For the current study, researchers tested presentation formats for communicating organ quality risks to patients, and factors that might influence patients' willingness to accept higher-risk organs. First, the team conducted interviews with ten patients on the waiting list for liver transplantation to determine their knowledge of organ quality and preferences for accepting organs with greater risk of failure. Based on qualitative information obtained from interviews, the team created a web-based survey which 95 candidates completed.

The findings show that patients are reluctant to accept higher-risk organs. Of those completing the survey, 58 percent would only accept organs with a 25 percent (or less) risk of graft failure and 18 percent would only accept the lowest possible risk of 19 percent at three years following transplantation.

Women were slightly more accepting of high-risk organs than men.
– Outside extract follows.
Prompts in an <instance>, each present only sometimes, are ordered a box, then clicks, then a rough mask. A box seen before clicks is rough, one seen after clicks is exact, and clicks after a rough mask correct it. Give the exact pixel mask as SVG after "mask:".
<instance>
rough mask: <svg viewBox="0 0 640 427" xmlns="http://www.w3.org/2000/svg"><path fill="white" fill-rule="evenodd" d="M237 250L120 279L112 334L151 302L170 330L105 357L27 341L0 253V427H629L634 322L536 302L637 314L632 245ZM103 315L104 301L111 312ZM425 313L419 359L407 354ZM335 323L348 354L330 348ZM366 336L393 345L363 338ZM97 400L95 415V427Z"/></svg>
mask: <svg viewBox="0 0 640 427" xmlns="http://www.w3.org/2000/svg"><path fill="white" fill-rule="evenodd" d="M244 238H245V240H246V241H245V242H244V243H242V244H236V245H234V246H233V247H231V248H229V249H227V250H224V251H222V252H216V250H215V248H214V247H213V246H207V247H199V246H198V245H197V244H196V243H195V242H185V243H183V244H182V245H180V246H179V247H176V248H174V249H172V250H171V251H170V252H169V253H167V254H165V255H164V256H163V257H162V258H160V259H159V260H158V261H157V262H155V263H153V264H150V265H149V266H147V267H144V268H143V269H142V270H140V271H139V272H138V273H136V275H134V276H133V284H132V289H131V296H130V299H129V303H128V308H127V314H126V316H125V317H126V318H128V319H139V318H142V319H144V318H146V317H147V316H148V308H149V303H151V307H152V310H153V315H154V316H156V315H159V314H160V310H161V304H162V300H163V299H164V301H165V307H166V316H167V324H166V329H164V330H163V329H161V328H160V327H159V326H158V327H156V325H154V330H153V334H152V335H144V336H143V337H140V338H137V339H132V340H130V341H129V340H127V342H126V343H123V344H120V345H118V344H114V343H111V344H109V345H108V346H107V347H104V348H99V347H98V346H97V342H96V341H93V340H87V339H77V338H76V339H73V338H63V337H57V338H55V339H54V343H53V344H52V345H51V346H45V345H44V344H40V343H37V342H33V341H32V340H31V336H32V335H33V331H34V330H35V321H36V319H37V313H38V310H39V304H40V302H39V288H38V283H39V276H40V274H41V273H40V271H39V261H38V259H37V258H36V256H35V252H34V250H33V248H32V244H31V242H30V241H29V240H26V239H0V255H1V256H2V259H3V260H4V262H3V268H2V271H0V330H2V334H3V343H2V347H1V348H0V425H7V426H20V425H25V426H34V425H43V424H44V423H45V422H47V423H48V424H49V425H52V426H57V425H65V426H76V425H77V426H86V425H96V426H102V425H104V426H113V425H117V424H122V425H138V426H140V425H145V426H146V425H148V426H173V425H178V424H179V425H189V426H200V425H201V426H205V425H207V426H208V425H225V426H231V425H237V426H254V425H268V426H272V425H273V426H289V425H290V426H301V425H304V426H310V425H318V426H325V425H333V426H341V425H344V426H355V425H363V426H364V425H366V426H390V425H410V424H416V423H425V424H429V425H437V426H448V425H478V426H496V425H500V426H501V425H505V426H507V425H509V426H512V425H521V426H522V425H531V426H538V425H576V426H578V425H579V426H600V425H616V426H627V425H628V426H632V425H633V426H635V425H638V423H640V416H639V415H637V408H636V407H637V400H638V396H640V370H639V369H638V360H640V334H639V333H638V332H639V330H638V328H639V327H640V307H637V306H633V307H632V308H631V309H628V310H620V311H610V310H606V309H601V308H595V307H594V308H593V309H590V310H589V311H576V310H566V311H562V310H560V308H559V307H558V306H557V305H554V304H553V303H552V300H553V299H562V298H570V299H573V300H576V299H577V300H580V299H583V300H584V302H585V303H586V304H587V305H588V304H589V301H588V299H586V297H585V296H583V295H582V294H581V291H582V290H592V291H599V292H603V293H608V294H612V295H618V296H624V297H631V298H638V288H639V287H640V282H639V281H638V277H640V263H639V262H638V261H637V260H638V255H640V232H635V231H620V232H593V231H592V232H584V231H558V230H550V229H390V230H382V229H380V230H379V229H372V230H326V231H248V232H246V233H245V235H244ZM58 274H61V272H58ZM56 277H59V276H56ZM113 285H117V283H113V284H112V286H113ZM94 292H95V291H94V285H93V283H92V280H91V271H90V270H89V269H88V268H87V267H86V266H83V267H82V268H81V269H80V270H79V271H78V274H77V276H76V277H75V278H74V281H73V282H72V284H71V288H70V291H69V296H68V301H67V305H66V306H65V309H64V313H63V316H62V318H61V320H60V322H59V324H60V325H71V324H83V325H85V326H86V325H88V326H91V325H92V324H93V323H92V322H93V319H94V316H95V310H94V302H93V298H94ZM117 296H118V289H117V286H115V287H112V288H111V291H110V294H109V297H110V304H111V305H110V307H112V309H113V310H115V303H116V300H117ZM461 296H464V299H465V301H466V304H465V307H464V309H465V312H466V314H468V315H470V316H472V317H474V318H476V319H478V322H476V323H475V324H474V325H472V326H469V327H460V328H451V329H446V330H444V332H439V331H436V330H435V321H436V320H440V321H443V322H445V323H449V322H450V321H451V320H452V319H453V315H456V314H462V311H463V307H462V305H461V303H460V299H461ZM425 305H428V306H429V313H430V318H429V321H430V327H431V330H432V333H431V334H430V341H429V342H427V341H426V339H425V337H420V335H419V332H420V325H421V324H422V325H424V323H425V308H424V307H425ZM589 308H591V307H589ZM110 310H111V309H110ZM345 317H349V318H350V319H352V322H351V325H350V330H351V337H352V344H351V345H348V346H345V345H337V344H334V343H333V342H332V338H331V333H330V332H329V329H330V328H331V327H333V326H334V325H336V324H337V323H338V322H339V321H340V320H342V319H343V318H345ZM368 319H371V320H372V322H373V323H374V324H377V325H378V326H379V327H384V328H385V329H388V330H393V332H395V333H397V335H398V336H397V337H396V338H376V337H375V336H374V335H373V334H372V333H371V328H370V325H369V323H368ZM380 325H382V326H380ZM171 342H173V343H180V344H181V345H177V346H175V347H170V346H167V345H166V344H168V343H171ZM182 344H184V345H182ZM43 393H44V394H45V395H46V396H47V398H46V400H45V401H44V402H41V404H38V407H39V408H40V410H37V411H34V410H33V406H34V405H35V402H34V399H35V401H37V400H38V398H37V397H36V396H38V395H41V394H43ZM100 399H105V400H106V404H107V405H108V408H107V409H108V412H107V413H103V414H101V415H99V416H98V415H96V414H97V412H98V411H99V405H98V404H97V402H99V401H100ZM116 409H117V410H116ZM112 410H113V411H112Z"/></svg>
Researchers found that risk tolerance was increased by presenting organ quality as "average quality" rather than "best quality," and by providing feedback about the implications of these preferences on the likelihood of receiving a transplant. Additionally, 83 percent of candidates were found to prefer an equal or dominant role in deciding whether to accept a higher-risk organ. This finding is striking given that, in most transplant centers, patient involvement in these decisions is minimal.

"Up until now, it has not been clear how much patients want to be involved in this complicated decision," says Volk.

"Furthermore, explaining the intricacies of this topic to sick patients is easier said than done. Our findings offer transplant physicians some useful guidelines for how to council transplant candidates on issues of organ quality."

The authors suggest future studies are needed to develop validated patient education tools that will enhance discussions between physicians and patients in need of liver transplantations.